John, a guy we had spent some time with in Panama had contacted us to say he was in Ushuaia so we arranged to meet up that night. Now, I was expecting a big Christmas party atmosphere in this town with all the back packers and bikers there should be milling around but to our surprise the town was dead. No restaurants or bars open, and believe me we tried very, very hard to find one. Luckily we managed to find a shop selling beer and whiskey so armed with our supplies we headed back to John's hostal where we were very kindly invited to join their Christmas Eve BBQ. We spent the evening sat round a table chatting to travellers from France, Argentina, Canada and Brazil. Huge platters of meat were brought out and the wine flowed easily. It was certainly a remarkable and memorable Christmas Eve.

In the morning we got in touch with as many family members as we could on Skype. Unfortunately I just missed my son and his partner (Mark and Kay) and had to leave them until much later and the same situation with Brian's parents. My Mum was delighted to hear that we had reached the end of the road and were now going to be heading back north and home. It seems that getting this news was the best Christmas present she could have been given. For Christmas dinner we went to a chinese restaurant for an 'all you can eat' buffet. There was very little choice of place to go because many of them were closed for the day.

We spent the next couple of days visiting the town, locating stickers and postcards and booking a trip out to the Island where we could walk around the Penguins. Something we had both been looking forward to.

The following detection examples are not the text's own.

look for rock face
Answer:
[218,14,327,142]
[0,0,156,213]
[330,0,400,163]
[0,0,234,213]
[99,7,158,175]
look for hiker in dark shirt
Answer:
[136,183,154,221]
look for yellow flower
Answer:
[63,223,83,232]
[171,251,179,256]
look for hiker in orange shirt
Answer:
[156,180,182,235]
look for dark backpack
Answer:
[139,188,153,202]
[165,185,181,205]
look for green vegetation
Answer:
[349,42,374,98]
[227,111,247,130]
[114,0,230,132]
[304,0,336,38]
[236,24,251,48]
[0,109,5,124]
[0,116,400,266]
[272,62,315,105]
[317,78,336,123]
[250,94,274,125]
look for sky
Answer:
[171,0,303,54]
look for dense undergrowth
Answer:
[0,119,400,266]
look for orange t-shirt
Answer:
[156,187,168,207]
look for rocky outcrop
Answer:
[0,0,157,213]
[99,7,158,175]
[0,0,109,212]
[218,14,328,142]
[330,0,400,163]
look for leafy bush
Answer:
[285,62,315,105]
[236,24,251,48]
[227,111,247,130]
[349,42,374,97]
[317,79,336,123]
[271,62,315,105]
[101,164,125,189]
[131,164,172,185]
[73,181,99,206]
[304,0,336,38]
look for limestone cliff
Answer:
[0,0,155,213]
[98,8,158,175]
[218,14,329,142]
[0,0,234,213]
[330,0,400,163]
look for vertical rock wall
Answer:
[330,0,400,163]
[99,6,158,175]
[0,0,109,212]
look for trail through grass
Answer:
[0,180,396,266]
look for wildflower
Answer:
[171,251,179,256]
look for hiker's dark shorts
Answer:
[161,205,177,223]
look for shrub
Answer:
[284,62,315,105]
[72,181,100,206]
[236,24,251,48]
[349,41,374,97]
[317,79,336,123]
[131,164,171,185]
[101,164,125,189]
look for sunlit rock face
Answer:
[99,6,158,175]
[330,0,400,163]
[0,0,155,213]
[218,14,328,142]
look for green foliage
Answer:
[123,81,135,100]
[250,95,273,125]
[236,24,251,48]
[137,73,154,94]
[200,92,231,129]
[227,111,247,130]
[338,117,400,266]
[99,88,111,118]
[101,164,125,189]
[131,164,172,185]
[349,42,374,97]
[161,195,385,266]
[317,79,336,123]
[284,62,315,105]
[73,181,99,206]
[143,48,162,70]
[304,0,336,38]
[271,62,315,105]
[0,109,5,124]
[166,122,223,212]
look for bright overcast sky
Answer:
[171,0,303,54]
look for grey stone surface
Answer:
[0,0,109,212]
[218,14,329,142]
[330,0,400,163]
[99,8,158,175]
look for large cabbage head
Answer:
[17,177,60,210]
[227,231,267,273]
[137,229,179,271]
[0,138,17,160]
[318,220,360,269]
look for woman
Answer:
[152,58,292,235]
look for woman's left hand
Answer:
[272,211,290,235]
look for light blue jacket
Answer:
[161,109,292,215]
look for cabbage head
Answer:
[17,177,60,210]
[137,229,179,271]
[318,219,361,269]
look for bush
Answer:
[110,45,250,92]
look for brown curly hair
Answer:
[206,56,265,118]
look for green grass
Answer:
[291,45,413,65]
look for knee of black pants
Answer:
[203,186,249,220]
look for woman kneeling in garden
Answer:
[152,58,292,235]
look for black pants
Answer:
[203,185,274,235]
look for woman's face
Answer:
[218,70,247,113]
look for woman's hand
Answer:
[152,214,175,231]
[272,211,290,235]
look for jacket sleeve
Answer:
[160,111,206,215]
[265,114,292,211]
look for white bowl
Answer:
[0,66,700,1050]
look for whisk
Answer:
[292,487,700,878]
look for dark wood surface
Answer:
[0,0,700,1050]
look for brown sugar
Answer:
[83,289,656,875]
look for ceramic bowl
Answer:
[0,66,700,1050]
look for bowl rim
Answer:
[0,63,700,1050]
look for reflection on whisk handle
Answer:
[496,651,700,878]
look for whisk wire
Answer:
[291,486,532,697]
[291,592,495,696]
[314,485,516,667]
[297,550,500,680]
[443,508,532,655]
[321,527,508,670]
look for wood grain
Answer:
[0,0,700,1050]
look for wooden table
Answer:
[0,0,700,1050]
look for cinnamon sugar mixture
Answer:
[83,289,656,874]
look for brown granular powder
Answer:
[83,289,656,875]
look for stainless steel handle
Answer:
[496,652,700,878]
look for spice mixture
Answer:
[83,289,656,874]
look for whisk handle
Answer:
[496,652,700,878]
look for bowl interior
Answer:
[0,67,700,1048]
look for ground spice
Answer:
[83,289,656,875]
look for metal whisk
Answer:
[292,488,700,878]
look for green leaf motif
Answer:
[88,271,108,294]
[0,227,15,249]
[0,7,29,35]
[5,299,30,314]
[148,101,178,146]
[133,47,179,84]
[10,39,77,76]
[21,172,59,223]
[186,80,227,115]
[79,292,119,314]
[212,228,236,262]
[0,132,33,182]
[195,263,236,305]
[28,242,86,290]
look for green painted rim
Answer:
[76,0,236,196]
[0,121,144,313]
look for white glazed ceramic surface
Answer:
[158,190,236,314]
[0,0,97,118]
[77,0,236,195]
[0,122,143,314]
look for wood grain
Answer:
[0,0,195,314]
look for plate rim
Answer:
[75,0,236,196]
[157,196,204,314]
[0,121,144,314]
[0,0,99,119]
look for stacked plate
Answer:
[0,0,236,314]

On 27th December we were up and out at 7.30am and then on the bus to the ranch where the boat was launched to take us to the island. We stopped a a couple of beauty spots to take photos one of which showed clear evidence of how strong the winds are in this part of the world.

Our guide was a lovely young girl who had a very difficult job with members of our group. She patiently explained the rules about visiting the colony and emphasised that it was breeding time, many chicks were being nurtured and that we had to keep our distance, not linger around the burrows too long and must stick to the trail keeping together at all times. Simple enough rules you'd think but clearly not meant for everyone judging by the behaviour of a group of six travelling together and a guy from Vancouver who were hell bent on getting up close and uncomfortable, splintering away from the group and walking where the hell the wanted to. It never ceases to amaze me how little consideration and respect people have for each other or the environment and how people can be so full of their own feeling of self importance so as to believe the rules do not apply to them. Still, the guide managed it beautifully by informing them that if they could not abide by the rules she would call the boat back to take them off the island. It was amazing being amongst the penguins and there chicks.


Lots of photographs were taken and it was yet another memorable experience.

And that was that. Back to the hostal, packed and paid the bill. The lady that ran the hostal gave us a complimentary bottle of pink champagne as part of the festive season booking there. It helped us chill and prepare ourselves ready for
leaving and heading back north and home.